Я умалчиваю о том, что представлять мне этого не пришлось.

– Интересный, привлекательный, сексуальный, – воодушевленно перечисляет она.

– Я вешаю трубку, Джун. Люблю тебя…

– Господи, ты находишь его о-о-очень красивым! – кричит она торжествующе, и я отключаюсь. Она не обидится. Надеюсь.

* * *

На следующее утро я чувствую себя так взволнованно, что даже не завтракаю, хотя Мэйсон сказал мне, что я могу брать на кухне что угодно. Что я должна чувствовать себя как дома, ведь в некотором смысле это и был теперь мой дом. Мне пришлось изо всех сил сдерживать себя, чтобы не броситься ему на шею…

Вечером он отвез меня в клуб. Работать за барной стойкой вместе с Джеком было так весело, что я едва заметила, как пролетела смена. Я уже научилась смешивать первые коктейли и также знаю состав некоторых сложных напитков наизусть. Работа в баре, как оказалось, приносит больше удовольствия, чем я думала.

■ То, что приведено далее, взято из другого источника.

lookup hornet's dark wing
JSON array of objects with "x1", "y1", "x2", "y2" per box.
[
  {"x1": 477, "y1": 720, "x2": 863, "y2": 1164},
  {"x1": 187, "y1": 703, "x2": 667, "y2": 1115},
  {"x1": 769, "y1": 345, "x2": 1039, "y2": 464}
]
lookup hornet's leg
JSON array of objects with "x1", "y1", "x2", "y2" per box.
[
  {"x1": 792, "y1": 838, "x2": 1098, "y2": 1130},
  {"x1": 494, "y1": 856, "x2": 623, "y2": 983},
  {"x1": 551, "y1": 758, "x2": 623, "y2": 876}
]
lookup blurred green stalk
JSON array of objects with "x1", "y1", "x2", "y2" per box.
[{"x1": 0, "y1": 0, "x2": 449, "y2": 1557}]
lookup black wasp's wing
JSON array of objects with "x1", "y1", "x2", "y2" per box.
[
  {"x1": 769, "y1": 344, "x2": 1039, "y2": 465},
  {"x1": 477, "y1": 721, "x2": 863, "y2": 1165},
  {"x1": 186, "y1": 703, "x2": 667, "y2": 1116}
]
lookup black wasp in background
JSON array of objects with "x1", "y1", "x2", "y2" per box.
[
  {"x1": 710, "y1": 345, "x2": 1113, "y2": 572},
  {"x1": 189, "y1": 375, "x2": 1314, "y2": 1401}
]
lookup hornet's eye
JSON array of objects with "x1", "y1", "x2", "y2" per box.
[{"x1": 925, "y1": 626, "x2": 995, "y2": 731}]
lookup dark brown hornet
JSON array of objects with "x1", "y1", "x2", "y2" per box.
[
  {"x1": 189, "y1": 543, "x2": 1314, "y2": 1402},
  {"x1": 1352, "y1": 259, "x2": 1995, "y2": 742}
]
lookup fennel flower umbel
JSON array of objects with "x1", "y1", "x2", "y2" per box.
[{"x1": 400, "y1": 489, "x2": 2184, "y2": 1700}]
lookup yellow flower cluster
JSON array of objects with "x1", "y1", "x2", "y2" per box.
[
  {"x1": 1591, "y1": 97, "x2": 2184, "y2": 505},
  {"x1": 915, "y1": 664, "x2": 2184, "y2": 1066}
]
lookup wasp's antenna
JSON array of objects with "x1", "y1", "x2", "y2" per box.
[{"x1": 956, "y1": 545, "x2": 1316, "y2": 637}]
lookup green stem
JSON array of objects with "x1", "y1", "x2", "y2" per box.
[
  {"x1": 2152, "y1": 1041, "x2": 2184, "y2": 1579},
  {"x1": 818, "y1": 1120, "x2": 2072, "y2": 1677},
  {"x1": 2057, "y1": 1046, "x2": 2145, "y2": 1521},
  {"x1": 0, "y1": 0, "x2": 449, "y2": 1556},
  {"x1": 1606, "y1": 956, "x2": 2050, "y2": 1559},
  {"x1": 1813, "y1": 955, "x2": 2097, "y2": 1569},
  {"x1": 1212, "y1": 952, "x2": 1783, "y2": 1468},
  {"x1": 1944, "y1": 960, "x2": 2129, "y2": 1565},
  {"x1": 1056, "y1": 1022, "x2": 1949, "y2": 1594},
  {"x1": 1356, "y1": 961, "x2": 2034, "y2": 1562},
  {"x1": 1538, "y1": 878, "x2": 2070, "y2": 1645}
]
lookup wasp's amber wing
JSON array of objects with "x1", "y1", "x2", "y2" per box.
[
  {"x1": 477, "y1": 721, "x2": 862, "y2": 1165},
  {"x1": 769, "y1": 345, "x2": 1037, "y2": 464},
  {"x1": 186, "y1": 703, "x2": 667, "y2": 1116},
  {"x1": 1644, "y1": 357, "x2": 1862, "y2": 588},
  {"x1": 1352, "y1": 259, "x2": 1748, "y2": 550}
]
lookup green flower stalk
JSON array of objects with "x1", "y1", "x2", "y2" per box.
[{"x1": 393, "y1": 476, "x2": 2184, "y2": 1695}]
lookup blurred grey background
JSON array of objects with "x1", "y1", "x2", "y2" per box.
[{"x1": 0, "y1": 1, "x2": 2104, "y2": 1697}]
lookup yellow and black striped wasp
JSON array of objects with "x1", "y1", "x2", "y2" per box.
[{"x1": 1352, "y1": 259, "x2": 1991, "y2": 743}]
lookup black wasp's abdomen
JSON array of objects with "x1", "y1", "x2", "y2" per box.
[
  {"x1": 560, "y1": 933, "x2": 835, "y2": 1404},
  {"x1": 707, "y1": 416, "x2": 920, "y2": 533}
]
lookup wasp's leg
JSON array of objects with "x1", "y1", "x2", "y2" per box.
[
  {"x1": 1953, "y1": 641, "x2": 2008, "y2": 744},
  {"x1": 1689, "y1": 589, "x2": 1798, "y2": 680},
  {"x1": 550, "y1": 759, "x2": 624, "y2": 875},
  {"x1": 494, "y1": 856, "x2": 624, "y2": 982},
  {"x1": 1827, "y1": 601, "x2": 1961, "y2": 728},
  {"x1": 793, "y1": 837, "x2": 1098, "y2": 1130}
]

Небольшой рюкзак, который я взяла с собой специально для учебы, уже собран: там лежат блокноты и тетради, ручки, карта территории университета, десятки стикеров и, конечно же, шоколадка на случай чрезвычайных ситуаций – Джун становится совершенно несносной, когда ощущает нехватку сахара в организме.

– Ну что, малыш, – я с любовью треплю Носка за ушами, – после учебы я наконец принесу тебе настоящую миску, больше собачьего корма и хороший поводок. Тогда мне больше не придется водить тебя на обычном ремне или же вовсе без него, все время боясь, что ты убежишь. И я смогу перестать кормить тебя колбасой из холодильника.

Он прислоняется головой к моей руке и лежит на диване с видимым наслаждением от того, что я его глажу.

– А еще мы раздобудем для тебя лежанку.

Теперь, когда у меня есть работа и квартира, я, наверное, могу взять немного денег из тех, что еще остались у меня на счете. По крайней мере, для Носка, а может быть, и для себя, даже при условии, что все во мне этому противится.

Закинув за плечи рюкзак, я поворачиваюсь к Носку, бросаю на него последний взгляд и прошу его вести себя хорошо. В ответ он наклоняет голову вбок, покачивая ею взад-вперед, как будто понимает меня. Тогда я выхожу из своей комнаты. Своя комната… Это что-то невероятное!

Я иду по коридору, через гостиную и наконец попадаю в прихожую, где я беру из гардеробной свою шаль в красноватую клетку и дважды оборачиваю ее вокруг шеи. В ней я каждый раз чувствую себя блинчиком с начинкой, но почему-то все же я люблю ее. Большие шарфы ужасно уютные, а я к тому же мерзлячка и слишком легко простужаюсь.

Черт, что-то мешает. Я забыла снять рюкзак. Прекрасно, Энди, просто прекрасно. Теперь под лямки попали не только мои длинные волосы, но и шарф. Я никогда не выберусь отсюда живой!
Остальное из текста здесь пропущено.